Gronwall-Bellman Lemma
Let $\phi:[t_0,t_1]\rightarrow R$ be continuous, $\psi: [t_0,t_1] \rightarrow R$ be continuous and nonnegative. If $y:[t_0,t_1]\rightarrow R$ satisfies \(y(t)\leq \phi(t)+ \int_{t_0}^{t}\psi(s)y(s)ds\) for all $[t_0,t_1]$, then, \(y(t)\leq \phi(t)+ \int*{t_0}^{t}\psi(s)y(s)\exp\left[\int*{s}^{t}\psi(\tau)d\tau \right]ds\). if $\phi(t) = const$ and $\psi(t) = const >0$, then, \(y(t) \leq \phi\exp(\psi(t-t_0))\)
- video explanation/proof of the lemma
- This lemma can be used in proving the uniqueness of a solution function.
- It can also be used to prove hte continuous dependence of the unique solution upon $t_0$.
In situations where a physical process is described (modelled) by an initial value problem for a system of ODEs, then it is desirable that any errors made in the measurement of either initial data or the vector field, do not influence the solution very much. In mathematical terms, this is known as continuous dependence of solution of an IVP. reference
Theorem 3 Bounded perturbations of the state equation
Let $f(t,x) $ be piecewise continuous in $t$ and Lipschitz in $x$ on $[t_0,t_1]\times D$ with Lipschitz constant $L$, where $D\in R^n$ is an open connected set. Let $y(t)$ and $z(t)$ be solutions of \(\dot{y} = f(t,y), y(t_0) = y_0\) and \(\dot{z} = f(t,z)+g(t,z), z(t_0) = z_0\), which are contained in $D$ over the entire time interval $[t_0,t_1]$. Suppose that \(||g(t,x)||\leq \mu, \forall(t,x) \in [t_0,t_1]\times D\) for some $\mu>0$. Then, \(||y(t)-z(t)|| \leq ||y_0-z_0|| \exp (L(t-t_0)) + \frac{\mu}{L}(\exp (L(t-t_0))-1), \forall t \in [t_0,t_1]\)

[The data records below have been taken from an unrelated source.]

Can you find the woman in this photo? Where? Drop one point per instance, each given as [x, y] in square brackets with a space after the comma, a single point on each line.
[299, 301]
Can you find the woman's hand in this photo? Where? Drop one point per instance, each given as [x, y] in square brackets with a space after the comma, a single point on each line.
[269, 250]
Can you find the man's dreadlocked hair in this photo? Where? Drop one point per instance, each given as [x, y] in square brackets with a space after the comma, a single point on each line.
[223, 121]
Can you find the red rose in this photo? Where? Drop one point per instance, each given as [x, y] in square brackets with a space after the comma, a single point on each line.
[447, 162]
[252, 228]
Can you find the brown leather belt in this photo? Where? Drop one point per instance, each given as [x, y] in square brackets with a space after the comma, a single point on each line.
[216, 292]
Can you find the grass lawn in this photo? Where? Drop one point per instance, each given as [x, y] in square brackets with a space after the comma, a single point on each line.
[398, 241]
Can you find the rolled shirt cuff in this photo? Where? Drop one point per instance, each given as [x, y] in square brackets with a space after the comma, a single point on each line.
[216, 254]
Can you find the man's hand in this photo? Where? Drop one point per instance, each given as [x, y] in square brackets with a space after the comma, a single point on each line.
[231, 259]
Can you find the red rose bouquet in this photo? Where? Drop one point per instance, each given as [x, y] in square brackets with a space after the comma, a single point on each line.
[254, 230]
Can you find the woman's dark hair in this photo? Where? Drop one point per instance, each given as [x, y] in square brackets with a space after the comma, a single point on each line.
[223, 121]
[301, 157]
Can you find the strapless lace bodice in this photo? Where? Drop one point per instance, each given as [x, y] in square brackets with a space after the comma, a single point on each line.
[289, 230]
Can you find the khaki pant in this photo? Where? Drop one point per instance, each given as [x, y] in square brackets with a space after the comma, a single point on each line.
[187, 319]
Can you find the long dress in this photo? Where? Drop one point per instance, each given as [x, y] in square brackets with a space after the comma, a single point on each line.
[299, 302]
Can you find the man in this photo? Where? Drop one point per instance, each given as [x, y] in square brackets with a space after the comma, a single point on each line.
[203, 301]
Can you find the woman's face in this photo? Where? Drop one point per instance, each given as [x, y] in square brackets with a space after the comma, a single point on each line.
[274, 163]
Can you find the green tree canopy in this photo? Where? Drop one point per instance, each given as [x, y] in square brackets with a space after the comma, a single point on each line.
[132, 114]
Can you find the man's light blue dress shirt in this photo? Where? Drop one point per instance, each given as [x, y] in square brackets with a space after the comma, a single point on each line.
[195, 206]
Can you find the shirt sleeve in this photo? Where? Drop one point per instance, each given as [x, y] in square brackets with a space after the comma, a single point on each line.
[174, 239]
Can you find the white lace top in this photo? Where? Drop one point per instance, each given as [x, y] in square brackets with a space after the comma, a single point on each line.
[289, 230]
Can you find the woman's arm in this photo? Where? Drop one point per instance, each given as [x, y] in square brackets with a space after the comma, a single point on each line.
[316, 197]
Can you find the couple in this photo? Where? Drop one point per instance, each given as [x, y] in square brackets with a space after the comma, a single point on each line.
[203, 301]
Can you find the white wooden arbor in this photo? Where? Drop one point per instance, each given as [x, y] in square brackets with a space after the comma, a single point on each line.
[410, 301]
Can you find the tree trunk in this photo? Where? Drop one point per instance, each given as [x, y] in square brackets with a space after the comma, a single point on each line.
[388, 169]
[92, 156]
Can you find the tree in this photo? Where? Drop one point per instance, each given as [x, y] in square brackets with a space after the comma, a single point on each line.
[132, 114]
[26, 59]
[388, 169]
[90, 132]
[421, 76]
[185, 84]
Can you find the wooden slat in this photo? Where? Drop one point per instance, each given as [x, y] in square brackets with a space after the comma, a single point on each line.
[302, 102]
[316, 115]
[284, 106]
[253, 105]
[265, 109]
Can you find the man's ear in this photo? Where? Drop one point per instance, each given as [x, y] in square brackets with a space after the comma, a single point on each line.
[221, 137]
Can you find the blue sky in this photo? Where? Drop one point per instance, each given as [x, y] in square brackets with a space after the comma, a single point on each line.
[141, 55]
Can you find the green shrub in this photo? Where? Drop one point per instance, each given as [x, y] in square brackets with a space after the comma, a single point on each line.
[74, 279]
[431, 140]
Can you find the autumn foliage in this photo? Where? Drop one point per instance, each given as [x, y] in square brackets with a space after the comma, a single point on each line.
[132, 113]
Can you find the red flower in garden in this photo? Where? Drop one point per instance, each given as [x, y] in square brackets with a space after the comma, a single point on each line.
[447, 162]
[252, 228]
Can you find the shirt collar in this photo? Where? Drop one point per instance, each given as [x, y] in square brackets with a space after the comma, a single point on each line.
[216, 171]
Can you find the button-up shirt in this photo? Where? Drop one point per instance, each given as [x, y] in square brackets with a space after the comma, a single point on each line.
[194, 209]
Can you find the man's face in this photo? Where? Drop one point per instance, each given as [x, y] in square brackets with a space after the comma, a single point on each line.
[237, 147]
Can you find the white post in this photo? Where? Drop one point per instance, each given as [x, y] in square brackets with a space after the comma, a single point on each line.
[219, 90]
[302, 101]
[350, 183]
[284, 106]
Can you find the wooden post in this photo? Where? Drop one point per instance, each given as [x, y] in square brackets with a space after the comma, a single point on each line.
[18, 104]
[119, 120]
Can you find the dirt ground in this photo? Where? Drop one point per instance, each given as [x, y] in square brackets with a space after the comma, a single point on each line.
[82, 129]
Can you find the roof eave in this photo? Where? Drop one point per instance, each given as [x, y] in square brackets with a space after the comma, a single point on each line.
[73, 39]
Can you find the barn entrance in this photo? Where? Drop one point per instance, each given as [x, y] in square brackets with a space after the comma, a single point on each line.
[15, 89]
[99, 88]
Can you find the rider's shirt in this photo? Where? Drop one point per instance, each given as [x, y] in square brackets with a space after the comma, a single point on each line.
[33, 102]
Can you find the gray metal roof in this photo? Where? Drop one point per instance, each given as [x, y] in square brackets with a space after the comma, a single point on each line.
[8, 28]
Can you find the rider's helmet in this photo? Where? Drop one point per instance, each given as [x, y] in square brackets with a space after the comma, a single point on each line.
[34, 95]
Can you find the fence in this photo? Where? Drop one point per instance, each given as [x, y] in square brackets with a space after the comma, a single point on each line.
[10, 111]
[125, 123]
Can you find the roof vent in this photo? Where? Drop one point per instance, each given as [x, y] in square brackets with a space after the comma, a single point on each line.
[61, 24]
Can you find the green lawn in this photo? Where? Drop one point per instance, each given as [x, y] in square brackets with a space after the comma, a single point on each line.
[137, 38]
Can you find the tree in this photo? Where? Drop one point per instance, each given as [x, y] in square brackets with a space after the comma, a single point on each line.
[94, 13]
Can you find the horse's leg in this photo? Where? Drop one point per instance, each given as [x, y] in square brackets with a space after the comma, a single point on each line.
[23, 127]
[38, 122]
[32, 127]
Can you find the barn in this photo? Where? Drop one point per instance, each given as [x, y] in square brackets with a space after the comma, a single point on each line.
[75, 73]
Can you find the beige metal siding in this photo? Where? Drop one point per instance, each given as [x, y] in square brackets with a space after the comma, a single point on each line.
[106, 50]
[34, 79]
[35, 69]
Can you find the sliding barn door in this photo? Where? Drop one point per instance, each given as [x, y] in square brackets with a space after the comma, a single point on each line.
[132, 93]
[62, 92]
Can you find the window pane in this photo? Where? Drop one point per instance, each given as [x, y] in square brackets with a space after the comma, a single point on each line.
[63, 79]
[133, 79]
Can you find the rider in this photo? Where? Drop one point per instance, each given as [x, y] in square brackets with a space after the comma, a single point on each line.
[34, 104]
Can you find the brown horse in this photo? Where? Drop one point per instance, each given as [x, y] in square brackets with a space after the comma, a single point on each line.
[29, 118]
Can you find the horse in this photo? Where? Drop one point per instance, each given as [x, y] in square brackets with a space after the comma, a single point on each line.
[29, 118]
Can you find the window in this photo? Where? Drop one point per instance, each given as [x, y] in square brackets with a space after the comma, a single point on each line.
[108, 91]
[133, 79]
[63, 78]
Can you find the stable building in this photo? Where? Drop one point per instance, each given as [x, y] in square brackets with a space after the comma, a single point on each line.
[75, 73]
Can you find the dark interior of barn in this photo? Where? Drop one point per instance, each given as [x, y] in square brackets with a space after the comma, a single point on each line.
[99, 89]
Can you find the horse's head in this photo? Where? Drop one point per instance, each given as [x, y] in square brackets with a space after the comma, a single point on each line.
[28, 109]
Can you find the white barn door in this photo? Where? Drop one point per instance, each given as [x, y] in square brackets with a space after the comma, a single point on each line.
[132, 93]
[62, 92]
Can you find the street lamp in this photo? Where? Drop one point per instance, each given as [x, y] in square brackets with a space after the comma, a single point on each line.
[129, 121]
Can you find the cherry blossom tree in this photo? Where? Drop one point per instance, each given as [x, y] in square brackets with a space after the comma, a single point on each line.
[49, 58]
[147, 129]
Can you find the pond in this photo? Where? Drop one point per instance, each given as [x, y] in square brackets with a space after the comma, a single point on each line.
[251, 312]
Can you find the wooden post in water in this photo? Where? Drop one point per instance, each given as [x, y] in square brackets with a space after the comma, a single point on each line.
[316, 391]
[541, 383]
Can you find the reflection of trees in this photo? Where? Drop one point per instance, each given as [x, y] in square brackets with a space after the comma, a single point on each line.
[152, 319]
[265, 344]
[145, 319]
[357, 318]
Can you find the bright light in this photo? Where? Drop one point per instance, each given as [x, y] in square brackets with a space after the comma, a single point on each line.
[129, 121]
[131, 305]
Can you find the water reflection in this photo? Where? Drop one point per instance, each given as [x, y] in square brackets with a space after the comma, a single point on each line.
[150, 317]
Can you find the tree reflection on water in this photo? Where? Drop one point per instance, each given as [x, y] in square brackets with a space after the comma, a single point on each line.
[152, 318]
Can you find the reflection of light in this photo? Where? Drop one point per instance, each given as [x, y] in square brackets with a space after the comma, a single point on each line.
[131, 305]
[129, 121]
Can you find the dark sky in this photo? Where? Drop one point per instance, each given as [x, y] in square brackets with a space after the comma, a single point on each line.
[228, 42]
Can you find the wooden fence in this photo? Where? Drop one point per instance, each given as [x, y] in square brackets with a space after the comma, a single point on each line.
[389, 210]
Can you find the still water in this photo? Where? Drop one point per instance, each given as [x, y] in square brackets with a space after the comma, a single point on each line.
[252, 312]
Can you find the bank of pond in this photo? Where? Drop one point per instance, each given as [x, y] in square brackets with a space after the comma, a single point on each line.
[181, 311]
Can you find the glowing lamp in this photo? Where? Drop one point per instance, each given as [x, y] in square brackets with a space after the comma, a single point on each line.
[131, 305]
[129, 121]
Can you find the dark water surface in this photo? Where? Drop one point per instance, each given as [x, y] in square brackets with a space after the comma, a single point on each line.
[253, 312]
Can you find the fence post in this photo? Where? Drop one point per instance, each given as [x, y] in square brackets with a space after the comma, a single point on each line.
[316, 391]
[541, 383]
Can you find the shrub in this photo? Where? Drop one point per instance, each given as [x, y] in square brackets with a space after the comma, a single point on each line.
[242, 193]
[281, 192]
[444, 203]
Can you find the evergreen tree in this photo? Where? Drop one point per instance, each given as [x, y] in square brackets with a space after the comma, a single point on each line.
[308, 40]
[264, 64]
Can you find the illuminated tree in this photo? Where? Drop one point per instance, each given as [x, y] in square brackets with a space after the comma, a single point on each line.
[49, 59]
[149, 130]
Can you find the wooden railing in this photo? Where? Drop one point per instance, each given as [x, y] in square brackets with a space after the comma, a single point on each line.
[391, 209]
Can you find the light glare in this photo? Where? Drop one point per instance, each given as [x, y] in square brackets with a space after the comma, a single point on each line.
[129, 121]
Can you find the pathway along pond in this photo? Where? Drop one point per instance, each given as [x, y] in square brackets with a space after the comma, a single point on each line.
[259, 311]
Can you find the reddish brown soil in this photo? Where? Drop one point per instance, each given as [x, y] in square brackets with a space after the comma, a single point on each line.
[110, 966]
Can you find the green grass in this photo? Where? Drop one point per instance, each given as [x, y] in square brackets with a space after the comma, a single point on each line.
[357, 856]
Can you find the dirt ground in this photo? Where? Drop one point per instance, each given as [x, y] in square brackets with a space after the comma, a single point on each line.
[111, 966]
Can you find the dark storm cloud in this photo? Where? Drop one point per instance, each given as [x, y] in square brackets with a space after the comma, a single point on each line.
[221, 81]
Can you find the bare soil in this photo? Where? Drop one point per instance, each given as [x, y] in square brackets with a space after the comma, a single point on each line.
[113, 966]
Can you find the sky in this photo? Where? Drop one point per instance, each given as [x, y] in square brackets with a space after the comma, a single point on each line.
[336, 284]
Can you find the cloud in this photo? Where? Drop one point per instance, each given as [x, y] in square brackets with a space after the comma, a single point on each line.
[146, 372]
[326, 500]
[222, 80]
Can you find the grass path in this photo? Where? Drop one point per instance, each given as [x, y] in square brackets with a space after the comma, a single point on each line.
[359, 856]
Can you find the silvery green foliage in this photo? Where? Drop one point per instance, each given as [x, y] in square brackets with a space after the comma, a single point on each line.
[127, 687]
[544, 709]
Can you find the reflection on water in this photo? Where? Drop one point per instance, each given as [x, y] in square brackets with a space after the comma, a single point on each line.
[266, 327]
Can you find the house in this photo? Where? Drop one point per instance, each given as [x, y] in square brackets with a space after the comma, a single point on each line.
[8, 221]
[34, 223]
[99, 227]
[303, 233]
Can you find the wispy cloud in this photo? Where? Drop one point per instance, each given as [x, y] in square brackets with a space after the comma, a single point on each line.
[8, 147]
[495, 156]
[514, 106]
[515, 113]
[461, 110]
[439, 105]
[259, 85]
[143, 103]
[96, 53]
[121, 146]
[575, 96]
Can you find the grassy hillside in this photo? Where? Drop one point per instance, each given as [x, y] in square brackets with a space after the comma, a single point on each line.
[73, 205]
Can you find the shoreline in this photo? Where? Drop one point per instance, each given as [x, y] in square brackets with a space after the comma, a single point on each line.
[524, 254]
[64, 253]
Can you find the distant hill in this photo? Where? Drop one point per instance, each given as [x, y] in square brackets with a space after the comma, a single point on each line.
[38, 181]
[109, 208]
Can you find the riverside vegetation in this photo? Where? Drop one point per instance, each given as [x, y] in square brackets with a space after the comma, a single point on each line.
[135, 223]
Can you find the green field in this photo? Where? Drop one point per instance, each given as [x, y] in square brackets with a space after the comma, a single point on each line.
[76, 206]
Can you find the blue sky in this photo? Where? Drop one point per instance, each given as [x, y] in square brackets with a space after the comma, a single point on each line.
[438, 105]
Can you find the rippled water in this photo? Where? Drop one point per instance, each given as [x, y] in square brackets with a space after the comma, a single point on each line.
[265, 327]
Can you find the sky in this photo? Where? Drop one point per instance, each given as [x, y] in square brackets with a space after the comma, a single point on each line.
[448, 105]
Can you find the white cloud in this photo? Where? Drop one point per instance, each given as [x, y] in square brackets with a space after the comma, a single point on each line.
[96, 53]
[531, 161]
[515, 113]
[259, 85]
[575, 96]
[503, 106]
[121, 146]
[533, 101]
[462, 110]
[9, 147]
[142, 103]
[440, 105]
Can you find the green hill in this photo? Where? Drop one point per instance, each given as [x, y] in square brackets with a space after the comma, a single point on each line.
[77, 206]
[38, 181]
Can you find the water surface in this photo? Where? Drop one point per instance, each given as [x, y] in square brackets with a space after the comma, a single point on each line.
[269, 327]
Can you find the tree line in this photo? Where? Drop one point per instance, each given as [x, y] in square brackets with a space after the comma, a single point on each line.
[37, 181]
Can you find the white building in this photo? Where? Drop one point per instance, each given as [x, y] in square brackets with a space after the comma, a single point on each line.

What this tells is that if the perturbation term $g$ is bounded, then the trajectories have at worst an exponentially diverging difference. In other words, over a finite time interval, the two solutions are within a finite (and quantifiable) distance of one another.
- Connected set was brought in as an extension of compact sets into a higher dimensional domain.
Theorem 4 Continuous dependence on Initial conditions and parameters
- Extension of boundedness of a solution - under given assumptions for any acceptable range around the nominal trajectory, there is an appropriately small range of initial states and parameters which give rise to trajectories that lie entirely inside the tube.
Comparison lemma
\(\dot{x} = f(x,t), x(t_0) = x_0\) $f$ is locally Lipschitz in $x$ and continuous in $t$ for all $t\geq 0$. Let $[t_0,T)$ be the maximal interrval of existence of the solution $x(t)$, where $T$ could be infinity). Let $v(t)$ be a $C^1$ function which satisfies the differential inequality \(\dot{v} \leq f(v,t), v(t_0) \leq x_0\). Then, $v(t) \leq x(t)$ for all $t\in [t_0,T)$.
This is quite obvious, if we think of a function $f$ and $v$ which have the same initial value, but one has smaller gradient values at all times. So expressing $x$ with $v$ whih is differentiable, and satisfies a differential inequality, then expressing that boundary again with $x$ and $x_0$ is what this lemma actually does.